The Annie E. Casey Foundation revealed these findings Tuesday with the release of its 2015 Kids Count Data Book. The numbers suggest that the economic recovery celebrated in glowing reports of month-over-month job growth fails to illustrate this key part of the story.

Here's where we are now: Despite an unemployment rate 2 percentage points lower today than in 2013, the year this data was collected, UNICEF reports that in 2014, child poverty in the United States — the country with the most millionaires and billionaires on earth — was higher than at least 33 other developed countries. 

Laura Speer, an associate director at the Casey Foundation, told USA Today that even if this rate has gone down in the past two years, it is unlikely to have lowered the number of children living in low-income neighborhoods.

"It's a much bigger issue that's happening relating to residential segregation, the cost of housing and other factors," Speer explained.

The U.S. poverty line was $23,550 for a family of four in 2013. The child poverty rate that year was more than 5 points higher than the overall rate of 14.5%.

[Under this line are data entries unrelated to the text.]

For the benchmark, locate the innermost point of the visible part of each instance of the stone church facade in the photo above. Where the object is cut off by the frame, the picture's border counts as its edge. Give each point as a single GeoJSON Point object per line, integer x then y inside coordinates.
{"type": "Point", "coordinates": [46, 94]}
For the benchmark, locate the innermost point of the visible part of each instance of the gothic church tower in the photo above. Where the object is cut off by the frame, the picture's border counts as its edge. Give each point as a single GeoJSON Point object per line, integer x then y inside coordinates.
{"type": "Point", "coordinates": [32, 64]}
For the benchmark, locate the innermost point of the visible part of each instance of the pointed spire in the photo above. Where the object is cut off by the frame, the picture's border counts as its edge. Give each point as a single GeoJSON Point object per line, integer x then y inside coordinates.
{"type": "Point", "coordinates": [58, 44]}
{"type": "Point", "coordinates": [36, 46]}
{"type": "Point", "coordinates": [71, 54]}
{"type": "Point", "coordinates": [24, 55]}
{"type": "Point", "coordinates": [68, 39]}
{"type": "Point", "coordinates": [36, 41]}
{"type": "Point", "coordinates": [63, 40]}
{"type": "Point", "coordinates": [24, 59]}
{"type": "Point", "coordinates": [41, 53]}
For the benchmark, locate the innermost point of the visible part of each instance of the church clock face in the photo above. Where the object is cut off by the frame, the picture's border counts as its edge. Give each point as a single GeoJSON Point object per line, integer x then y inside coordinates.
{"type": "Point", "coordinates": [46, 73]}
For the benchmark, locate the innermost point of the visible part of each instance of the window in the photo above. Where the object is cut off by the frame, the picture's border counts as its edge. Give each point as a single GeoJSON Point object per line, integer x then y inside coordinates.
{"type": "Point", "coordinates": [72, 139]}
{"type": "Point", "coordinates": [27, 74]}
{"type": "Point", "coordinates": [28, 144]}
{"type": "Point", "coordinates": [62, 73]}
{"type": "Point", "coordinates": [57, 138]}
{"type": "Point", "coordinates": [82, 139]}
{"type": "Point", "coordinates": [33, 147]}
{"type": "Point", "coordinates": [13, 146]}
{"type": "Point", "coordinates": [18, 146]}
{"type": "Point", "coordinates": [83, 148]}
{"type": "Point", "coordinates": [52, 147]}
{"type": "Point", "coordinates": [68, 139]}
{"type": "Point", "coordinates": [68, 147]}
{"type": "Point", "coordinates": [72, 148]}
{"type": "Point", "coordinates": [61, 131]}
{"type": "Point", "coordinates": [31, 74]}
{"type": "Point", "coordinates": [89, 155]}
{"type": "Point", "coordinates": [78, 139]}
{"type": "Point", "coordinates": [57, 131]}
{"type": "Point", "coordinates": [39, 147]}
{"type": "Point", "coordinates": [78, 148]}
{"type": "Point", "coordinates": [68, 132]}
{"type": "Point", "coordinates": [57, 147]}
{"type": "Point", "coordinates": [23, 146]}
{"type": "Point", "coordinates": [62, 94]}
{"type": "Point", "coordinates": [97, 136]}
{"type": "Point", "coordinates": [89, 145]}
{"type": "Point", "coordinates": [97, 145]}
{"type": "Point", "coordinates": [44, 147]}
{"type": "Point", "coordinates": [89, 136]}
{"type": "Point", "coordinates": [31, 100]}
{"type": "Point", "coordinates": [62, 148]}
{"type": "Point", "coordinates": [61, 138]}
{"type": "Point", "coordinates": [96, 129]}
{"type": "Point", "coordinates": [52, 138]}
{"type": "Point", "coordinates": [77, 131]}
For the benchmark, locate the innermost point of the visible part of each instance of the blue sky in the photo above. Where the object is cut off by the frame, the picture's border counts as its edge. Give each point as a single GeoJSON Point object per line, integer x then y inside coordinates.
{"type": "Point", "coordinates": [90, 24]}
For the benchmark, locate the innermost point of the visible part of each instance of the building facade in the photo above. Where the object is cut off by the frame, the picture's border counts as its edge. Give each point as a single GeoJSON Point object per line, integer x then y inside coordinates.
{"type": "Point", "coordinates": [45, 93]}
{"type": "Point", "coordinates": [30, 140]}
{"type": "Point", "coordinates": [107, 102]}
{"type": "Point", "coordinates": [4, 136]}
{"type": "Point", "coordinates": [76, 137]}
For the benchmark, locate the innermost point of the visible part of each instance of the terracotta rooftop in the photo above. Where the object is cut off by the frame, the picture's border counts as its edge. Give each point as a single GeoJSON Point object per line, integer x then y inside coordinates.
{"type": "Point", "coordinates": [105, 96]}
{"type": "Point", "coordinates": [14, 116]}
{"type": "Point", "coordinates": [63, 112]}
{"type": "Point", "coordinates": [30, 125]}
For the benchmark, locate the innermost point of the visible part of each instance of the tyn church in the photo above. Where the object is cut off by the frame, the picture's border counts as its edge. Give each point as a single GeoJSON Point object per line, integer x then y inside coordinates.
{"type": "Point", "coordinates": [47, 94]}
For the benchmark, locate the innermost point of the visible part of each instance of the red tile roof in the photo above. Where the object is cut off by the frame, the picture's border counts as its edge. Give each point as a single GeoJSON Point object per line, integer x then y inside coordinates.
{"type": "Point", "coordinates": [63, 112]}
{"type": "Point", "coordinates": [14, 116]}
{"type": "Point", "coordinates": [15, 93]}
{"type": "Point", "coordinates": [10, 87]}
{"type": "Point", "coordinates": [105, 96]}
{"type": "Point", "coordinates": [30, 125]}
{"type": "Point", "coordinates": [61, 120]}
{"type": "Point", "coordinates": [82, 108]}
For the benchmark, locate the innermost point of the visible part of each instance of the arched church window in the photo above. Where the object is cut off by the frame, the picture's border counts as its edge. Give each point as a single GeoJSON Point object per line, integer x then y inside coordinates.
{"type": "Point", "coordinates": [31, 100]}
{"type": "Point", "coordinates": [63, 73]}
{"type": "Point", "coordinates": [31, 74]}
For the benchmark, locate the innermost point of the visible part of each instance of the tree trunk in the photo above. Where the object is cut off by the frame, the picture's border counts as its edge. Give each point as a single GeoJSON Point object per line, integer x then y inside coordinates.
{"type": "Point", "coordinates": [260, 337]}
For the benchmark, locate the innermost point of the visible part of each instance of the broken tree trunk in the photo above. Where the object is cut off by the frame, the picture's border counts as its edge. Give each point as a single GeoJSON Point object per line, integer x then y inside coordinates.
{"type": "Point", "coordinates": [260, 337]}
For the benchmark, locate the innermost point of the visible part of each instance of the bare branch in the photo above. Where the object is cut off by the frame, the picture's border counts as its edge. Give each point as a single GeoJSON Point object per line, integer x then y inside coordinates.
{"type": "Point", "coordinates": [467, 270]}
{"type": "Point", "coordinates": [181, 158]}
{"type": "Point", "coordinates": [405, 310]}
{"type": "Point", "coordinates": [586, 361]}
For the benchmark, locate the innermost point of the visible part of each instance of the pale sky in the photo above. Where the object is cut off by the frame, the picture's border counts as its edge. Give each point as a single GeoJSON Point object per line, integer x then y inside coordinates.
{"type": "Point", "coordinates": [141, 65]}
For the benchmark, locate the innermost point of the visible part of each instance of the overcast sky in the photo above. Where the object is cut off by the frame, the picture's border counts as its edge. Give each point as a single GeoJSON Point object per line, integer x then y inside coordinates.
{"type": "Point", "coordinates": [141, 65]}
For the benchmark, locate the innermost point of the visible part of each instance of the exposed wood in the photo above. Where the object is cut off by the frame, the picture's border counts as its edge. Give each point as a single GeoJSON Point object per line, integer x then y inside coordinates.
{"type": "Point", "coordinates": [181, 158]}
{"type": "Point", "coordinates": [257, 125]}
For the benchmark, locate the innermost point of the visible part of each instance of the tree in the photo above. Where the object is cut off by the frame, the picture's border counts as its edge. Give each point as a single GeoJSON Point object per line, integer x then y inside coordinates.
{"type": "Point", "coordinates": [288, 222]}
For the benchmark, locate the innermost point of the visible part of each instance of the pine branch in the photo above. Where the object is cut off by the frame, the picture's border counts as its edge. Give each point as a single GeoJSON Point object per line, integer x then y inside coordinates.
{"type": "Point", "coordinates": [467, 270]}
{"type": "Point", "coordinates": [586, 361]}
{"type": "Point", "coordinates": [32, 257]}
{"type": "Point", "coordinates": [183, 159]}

Frederic J. Brown/Getty Images

It only gets worse from there: The individual costs of child poverty are well documented. Children growing up in poor families face higher risks of inadequate prenatal and childhood nutrition, lower access to childcare, higher likelihoods of parental depression, substance abuse and domestic violence, and worse outcomes in terms of cognitive development and academic achievement, according to the Casey Foundation report.

But not all victims are created equal. The racial asymmetry of child poverty in America is one of its more astounding features. While 14% of white children in the U.S. live in poverty, 39% of black children do. Native American and non-white Hispanic children aren't far behind, with 37% and 33% poverty rates, respectively. 

This comes less than two weeks after the Pew Research Center found that the sheer number — not just the percentage — of black children living in poverty has surpassed that of white children for the first time since such data was collected. Whites make up 77.7% of the U.S. population. Blacks are a mere 13.2%.

If these numbers tell us anything — besides that the post-recession United States has been great for multi-millionaire CEOs and terrible for poor people — it's that systemic racial inequality is actually pretty simple to illustrate: A bad thing happened — the Great Recession — and very few Americans came away unscathed. Yet in almost every conceivable way, it turned out worse for people of color.

Black child poverty rates are still higher than everyone else's. Black wealth continued falling long after white wealth stabilized following the recession, resulting in an additional 13% wealth loss for black people. And the legacy of anti-black segregation, housing and employment discrimination are all apparent in the consistency of these patterns.

Racism isn't just white people marching through Charleston waving Confederate flags. This, too, is what racism looks like.